In her inaugural solo exhibition “All in Time at Murmurs Gallery, sculptor and sound artist Maria Maea braids palm fronds, milkweed, rebar, chicken wire and—most importantly—radical community. One can hardly even call the show “solo,” although it deserves the same celebration and notation: in an entirely non-performative gesture of communality, Maea called upon her closest family members to help weave the exhibition’s massive palm sculptures, wall works and baskets. Maea not only allocated the majority of production funds to go toward their labor, but she even dedicated an entire gallery room just for her mom, Susan Tuilaepa, to exhibit the traditional Samoan garments she fabricates as part of her business, Taõpa Productions. In this smaller space, a reverberant sound piece features recordings of the conversations Maea and her family members shared while weaving together, something Maea taught herself via YouTube over the course of 2020, but that brought the family together to chat and reminisce as they prepared for the exhibition.

In “All in Time,” we see the culmination of these dynamic and storied pieces that combine structural bases of rebar, concrete and chicken wire with living and dried plants. Many are, reductively, sculptural portraits of the very family members who were so intimately involved in the exhibition, summoned in materials that so astutely capture the contradictory beauty of Los Angeles—at once encased in concrete and simultaneously busting free. Their faces, concrete casts that capture moments of serene benevolence, are adorned with dried marigolds and an old, Long Beach ball cap. The figures look out toward one another from their respective perches throughout the space, connecting further via the ephemeral reaching of the plants from which their torsos are woven.
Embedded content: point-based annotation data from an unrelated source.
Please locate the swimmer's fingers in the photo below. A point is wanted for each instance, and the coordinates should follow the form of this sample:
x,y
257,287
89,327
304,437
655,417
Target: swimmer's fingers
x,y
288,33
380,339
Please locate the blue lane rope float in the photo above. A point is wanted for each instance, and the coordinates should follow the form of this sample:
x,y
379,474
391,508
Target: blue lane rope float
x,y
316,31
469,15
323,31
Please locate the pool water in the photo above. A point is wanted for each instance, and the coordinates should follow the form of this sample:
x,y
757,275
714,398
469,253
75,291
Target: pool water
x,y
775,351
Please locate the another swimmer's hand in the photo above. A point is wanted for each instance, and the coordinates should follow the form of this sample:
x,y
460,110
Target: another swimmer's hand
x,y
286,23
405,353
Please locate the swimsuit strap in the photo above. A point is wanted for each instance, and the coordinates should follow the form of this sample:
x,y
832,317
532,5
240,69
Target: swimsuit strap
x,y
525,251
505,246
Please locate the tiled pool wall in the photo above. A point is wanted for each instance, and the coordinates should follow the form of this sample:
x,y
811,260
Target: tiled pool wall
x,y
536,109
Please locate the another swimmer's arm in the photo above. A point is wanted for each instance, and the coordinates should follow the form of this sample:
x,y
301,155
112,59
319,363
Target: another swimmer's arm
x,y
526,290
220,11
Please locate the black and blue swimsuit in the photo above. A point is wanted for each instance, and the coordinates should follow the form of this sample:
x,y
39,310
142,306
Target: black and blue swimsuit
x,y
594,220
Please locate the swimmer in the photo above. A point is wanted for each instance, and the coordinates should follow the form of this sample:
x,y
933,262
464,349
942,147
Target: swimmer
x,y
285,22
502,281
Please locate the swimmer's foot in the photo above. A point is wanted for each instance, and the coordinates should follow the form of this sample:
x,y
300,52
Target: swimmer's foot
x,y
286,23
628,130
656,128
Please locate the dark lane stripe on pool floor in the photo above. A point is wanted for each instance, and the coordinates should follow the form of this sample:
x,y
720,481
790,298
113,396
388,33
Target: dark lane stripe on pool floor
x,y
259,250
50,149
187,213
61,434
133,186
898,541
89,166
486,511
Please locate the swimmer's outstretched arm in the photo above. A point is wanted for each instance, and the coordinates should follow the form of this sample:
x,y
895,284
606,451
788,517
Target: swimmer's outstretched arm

Maria Maea, “Untitled (Newphew),” 2020. Photo by Josh Schaedel, courtesy of Murmurs Gallery.

In one corner, a draft has gathered hundreds of furry milkweed seed pods that found their way free from what I find to be the most compelling piece of the show: a portrait of her nephew originally assembled in her home garden, around which, over months, milkweed and jasmine climbed. In order to transport the sculpture to the exhibition space, the roots of these plants were carefully dug and brought along, and the entire unit was placed beneath a single UV light. At the opening, bright orange aphids populated their leaves, much to my and everyone else’s delight (that night and during her install, a stray cat also refused to leave the gallery). Where others might discard materials or relationships, Maea refuses to retreat into the vicissitudes of individualism or fast consumption that is rampant in a city built partially on the film industry. The insistent inclusivity she demonstrates at Murmurs represents the core logic of Maea’s practice, which firmly privileges process over product. I can’t help but dreamily wonder, what would happen if more exhibition spaces were founded on principles of radical communality? What do we discover about ourselves, each other, and our collective and divergent worlds when we divest ourselves from the obsession with celebrity and participate, rather, in a celebration of the people and places who made us who we are? With any luck—all in time—we’ll find out.